Ensuite... pour lui, un bébé, passé l'âge d'un an, pleure souvent pour
accaparer sa mère (ben voyons...). Il donne l'exemple d'un de ses
enfants. Ils l'ont laissé pleurer 4h en pleine nuit (oui oui) et le
lendemain matin, ils sont allés le lever comme si de rien n'était. Evidemment l'enfant était très content donc il en déduit que c'était la
bonne méthode, comme si un enfant allait en vouloir à ses parents... "ça marche" ne veut pas dire que c'est la bonne
solution. Et il prend aussi l'exemple classique de "la première fois il
pleure des heures, la seconde quelques minutes, la troisième pas du
tout". J'appelle ça de la résignation... c'est positif apparemment, selon lui ?

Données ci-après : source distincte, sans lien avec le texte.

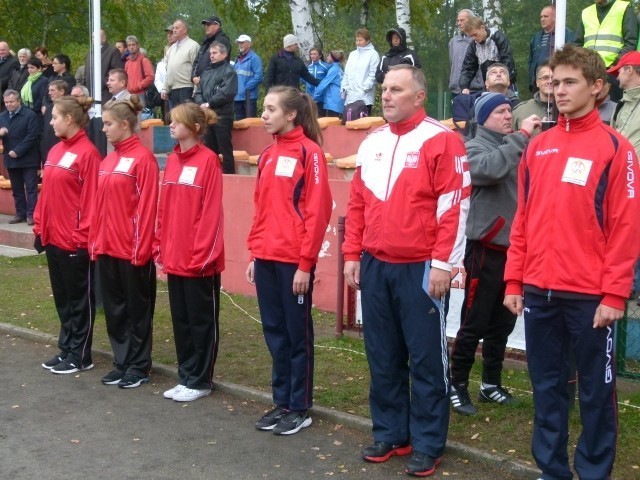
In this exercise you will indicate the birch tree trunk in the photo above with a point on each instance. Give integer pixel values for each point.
(492, 13)
(403, 18)
(302, 25)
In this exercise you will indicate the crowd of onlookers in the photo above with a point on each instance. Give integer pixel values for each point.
(504, 191)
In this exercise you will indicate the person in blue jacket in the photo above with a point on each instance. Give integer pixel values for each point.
(318, 69)
(248, 66)
(327, 93)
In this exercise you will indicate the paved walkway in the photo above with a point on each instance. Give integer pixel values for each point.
(73, 427)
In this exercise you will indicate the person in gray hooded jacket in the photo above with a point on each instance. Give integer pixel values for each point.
(493, 156)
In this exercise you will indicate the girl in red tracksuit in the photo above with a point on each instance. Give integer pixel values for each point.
(190, 247)
(292, 210)
(62, 217)
(121, 238)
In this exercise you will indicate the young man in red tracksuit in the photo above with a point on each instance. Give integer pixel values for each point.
(405, 227)
(574, 243)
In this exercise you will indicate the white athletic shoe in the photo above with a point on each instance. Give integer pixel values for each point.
(172, 391)
(190, 394)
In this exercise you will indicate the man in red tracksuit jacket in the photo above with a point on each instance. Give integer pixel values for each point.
(405, 225)
(574, 243)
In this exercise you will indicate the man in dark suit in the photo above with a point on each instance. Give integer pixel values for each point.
(20, 130)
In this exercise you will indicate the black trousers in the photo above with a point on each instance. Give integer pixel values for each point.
(218, 138)
(71, 275)
(288, 332)
(129, 299)
(24, 186)
(483, 316)
(194, 304)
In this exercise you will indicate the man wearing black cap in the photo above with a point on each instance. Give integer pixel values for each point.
(213, 33)
(493, 156)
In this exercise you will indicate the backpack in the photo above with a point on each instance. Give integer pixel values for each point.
(462, 111)
(354, 111)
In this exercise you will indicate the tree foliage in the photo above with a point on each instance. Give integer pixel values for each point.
(63, 26)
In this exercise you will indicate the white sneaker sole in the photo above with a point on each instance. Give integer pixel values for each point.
(191, 398)
(304, 424)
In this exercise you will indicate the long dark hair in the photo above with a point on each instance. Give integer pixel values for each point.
(293, 100)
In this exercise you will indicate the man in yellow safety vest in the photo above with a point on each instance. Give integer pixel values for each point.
(610, 27)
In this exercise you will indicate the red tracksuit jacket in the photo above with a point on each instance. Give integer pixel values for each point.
(189, 233)
(577, 226)
(410, 195)
(125, 214)
(292, 202)
(64, 210)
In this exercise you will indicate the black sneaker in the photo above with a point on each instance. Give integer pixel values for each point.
(421, 465)
(65, 367)
(496, 395)
(132, 381)
(382, 451)
(113, 377)
(292, 422)
(461, 401)
(49, 364)
(270, 419)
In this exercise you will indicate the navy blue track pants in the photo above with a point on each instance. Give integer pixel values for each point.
(406, 346)
(288, 331)
(554, 327)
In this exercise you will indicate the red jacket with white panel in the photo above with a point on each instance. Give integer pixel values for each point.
(409, 195)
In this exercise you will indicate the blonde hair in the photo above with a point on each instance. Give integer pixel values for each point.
(75, 107)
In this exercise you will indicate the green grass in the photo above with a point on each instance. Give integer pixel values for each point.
(341, 372)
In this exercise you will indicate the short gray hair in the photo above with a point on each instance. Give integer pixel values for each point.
(220, 46)
(10, 92)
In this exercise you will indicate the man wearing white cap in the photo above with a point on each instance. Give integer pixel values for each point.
(286, 68)
(248, 66)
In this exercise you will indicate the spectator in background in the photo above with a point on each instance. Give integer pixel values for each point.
(318, 69)
(398, 53)
(20, 129)
(328, 92)
(62, 70)
(216, 90)
(34, 89)
(543, 43)
(178, 87)
(55, 90)
(610, 27)
(286, 68)
(489, 46)
(8, 64)
(213, 33)
(493, 156)
(542, 103)
(109, 59)
(19, 76)
(458, 47)
(359, 80)
(121, 46)
(248, 67)
(139, 69)
(42, 54)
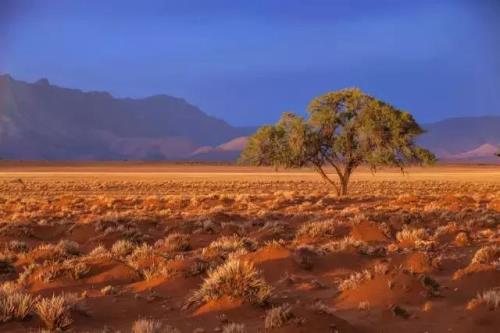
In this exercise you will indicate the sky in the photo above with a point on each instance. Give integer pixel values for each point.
(248, 61)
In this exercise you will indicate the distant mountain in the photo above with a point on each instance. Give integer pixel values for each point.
(42, 121)
(45, 122)
(461, 140)
(228, 151)
(474, 139)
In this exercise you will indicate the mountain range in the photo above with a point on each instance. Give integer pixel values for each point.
(41, 121)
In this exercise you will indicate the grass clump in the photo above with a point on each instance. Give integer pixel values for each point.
(234, 328)
(152, 326)
(486, 255)
(490, 298)
(55, 311)
(278, 317)
(237, 279)
(15, 305)
(316, 229)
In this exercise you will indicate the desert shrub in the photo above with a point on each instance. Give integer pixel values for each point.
(60, 251)
(174, 243)
(152, 326)
(235, 278)
(278, 317)
(15, 305)
(141, 254)
(5, 266)
(234, 328)
(108, 290)
(55, 311)
(354, 280)
(17, 246)
(486, 254)
(224, 246)
(321, 308)
(490, 298)
(316, 229)
(343, 244)
(418, 238)
(26, 273)
(411, 235)
(122, 248)
(99, 251)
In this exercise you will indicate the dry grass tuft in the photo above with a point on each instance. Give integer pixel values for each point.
(235, 278)
(234, 328)
(15, 305)
(152, 326)
(316, 229)
(490, 298)
(354, 280)
(55, 311)
(174, 242)
(278, 317)
(486, 255)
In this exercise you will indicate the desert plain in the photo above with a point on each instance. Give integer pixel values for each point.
(155, 247)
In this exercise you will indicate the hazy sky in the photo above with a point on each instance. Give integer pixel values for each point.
(247, 61)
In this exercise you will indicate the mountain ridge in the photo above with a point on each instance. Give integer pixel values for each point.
(42, 121)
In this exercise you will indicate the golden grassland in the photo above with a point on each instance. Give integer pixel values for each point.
(154, 247)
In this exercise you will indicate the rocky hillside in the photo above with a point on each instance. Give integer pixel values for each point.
(42, 121)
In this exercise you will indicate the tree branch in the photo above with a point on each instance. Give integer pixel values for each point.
(325, 177)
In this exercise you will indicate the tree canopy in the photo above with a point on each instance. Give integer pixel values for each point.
(344, 129)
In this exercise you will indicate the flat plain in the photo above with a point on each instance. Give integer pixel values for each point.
(108, 247)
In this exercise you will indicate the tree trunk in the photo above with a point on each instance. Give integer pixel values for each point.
(344, 182)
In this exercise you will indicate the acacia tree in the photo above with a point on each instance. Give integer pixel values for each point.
(344, 130)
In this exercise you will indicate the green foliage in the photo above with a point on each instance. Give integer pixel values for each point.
(345, 129)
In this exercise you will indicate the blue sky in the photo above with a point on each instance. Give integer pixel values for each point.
(249, 61)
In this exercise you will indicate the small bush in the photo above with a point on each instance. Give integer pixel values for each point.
(353, 281)
(224, 246)
(234, 328)
(15, 305)
(174, 243)
(235, 278)
(486, 255)
(316, 229)
(55, 311)
(278, 317)
(122, 248)
(152, 326)
(490, 298)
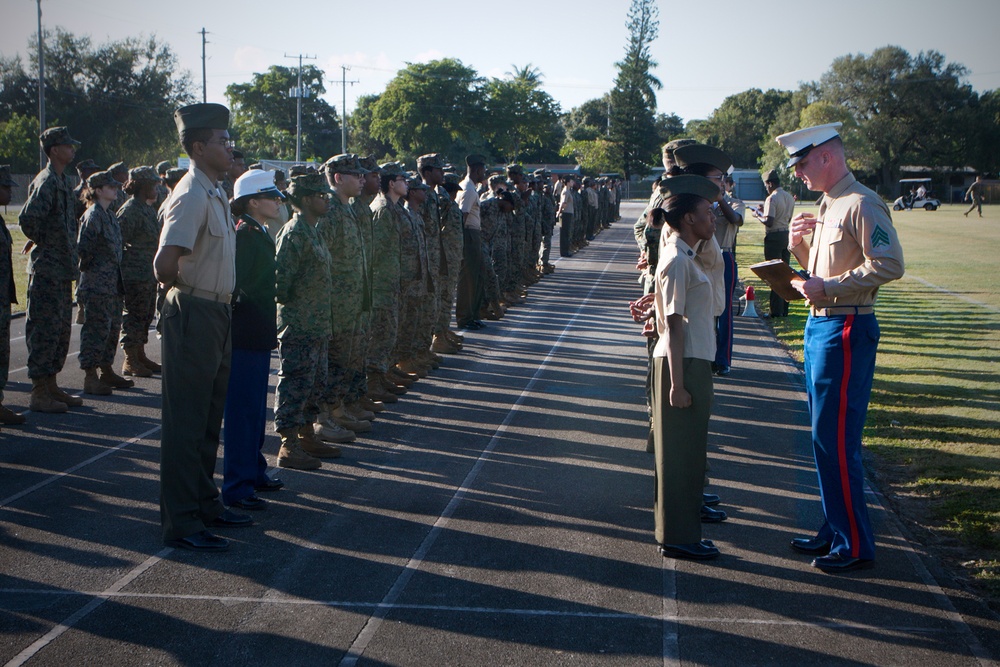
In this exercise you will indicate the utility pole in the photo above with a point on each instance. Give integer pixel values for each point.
(204, 77)
(298, 93)
(42, 159)
(343, 106)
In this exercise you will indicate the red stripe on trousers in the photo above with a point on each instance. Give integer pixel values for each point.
(845, 480)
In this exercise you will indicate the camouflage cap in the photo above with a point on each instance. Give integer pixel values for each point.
(87, 165)
(198, 116)
(57, 136)
(102, 178)
(345, 163)
(392, 169)
(430, 161)
(369, 164)
(143, 174)
(5, 177)
(175, 174)
(308, 184)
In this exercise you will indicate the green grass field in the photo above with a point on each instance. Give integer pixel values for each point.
(934, 420)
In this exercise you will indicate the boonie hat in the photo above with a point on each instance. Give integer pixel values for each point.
(800, 142)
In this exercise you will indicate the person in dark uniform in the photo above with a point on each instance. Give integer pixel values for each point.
(853, 250)
(682, 368)
(255, 333)
(196, 261)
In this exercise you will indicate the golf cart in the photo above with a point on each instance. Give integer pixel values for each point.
(906, 201)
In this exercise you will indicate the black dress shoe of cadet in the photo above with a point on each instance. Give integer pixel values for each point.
(695, 551)
(709, 515)
(270, 484)
(230, 519)
(813, 546)
(252, 503)
(203, 541)
(835, 563)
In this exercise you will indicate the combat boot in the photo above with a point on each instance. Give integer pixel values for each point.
(8, 416)
(113, 380)
(62, 396)
(133, 363)
(313, 446)
(41, 398)
(92, 384)
(291, 455)
(146, 361)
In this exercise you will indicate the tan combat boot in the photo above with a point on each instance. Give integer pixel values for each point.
(93, 385)
(146, 361)
(133, 363)
(41, 399)
(313, 446)
(113, 380)
(291, 455)
(62, 396)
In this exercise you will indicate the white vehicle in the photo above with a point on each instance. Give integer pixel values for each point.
(906, 202)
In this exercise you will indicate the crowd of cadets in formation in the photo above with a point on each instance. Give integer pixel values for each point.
(518, 214)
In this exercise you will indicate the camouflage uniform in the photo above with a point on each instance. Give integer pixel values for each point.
(140, 227)
(415, 281)
(100, 289)
(342, 235)
(451, 257)
(494, 231)
(48, 218)
(8, 296)
(303, 292)
(387, 220)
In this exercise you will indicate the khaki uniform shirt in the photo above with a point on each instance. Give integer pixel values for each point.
(197, 218)
(781, 206)
(682, 288)
(854, 246)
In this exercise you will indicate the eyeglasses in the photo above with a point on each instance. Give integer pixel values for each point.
(225, 143)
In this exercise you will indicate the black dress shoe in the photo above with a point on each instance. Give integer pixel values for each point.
(709, 515)
(252, 503)
(835, 563)
(203, 541)
(695, 551)
(270, 484)
(230, 519)
(813, 546)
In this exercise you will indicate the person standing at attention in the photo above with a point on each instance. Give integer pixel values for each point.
(853, 250)
(196, 263)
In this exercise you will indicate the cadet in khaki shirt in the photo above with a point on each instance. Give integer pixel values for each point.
(854, 250)
(196, 260)
(682, 367)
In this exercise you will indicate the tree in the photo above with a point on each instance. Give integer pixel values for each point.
(430, 107)
(132, 82)
(520, 113)
(739, 123)
(264, 115)
(908, 108)
(633, 98)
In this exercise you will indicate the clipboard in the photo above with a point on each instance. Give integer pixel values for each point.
(778, 275)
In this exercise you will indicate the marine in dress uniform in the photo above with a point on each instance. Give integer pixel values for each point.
(854, 249)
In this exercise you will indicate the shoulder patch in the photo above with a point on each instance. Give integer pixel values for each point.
(879, 237)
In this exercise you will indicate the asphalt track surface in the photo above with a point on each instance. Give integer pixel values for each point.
(499, 514)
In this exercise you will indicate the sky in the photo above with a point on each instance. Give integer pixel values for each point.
(702, 59)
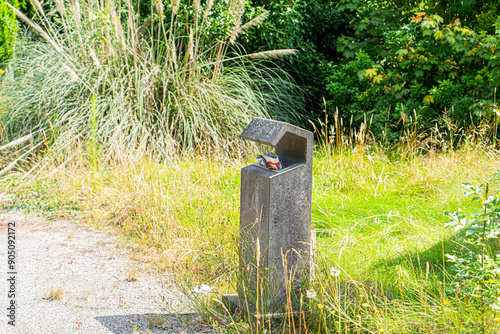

Enfin voilà, en gros ce qui m'a déçu... quand on sait que c'est la "bible" de nombreuses mamans, je trouve ça triste que ce genre d'idées continuent à être propagée... Le livre est un peu ancien, peut-être que ça vient de là, au moins au niveau des erreurs concernant l'allaitement, car on en savait pas autant à l'époque, les recherches médicales n'étaient pas aussi poussées et les bébés biberonnés étaient la norme pour établir des résultats d'études, courbes de croissances, etc.
Le mot de l'éditeur :
L'originalité de ce manuel et son idée centrale résident en cette conviction profonde : ce que les parents ont de plus précieux à transmettre à leurs enfants, c'est l'amour, la capacité d'aimer et de se donner. C'est là qu'ils trouveront leur équilibre et leur épanouissement. Cette transmission toutefois n'est pas innée, il y faut du bon sens et surtout une bonne connaissance du développement affectif, intellectuel et psychomoteur de l'enfant. C'est le sujet de ce livre qui aborde les différents stades de la vie de l'enfant, s'arrête sur les principales étapes à franchir en mettant toujours l'accent sur la vie affective de l'enfant. Paul Lemoine explique ce que l'enfant vit et ressent, quelle est la réponse juste à donner à sa demande, quels sont les risques et les enjeux de tel ou tel cap difficile, de telle ou telle situation. Mais pour Paul Lemoine, l'éducation à l'amour, si elle se fait bien sûr dans l'enfance et surtout dans la petite enfance, ne doit pourtant pas s'arrêter là. Jusqu'à l'adolescence et même au-delà, il faut savoir accompagner le jeune dans sa scolarité ou sa vie affective. L'éducation religieuse - tout en étant traitée à part et pour elle-même - n'est pas non plus absente de ce livre. Car l'amour au sens plein se vit dans la foi et le pédiatre, sur ce plan, a aussi quelques conseils de bon sens à donner. Un livre simple, clair, précis et ouvert. Un manuel indispensable pour l'éducation. Ce livre en est à sa quinzième édition. Il a déjà été vendu à 44 000 exemplaires.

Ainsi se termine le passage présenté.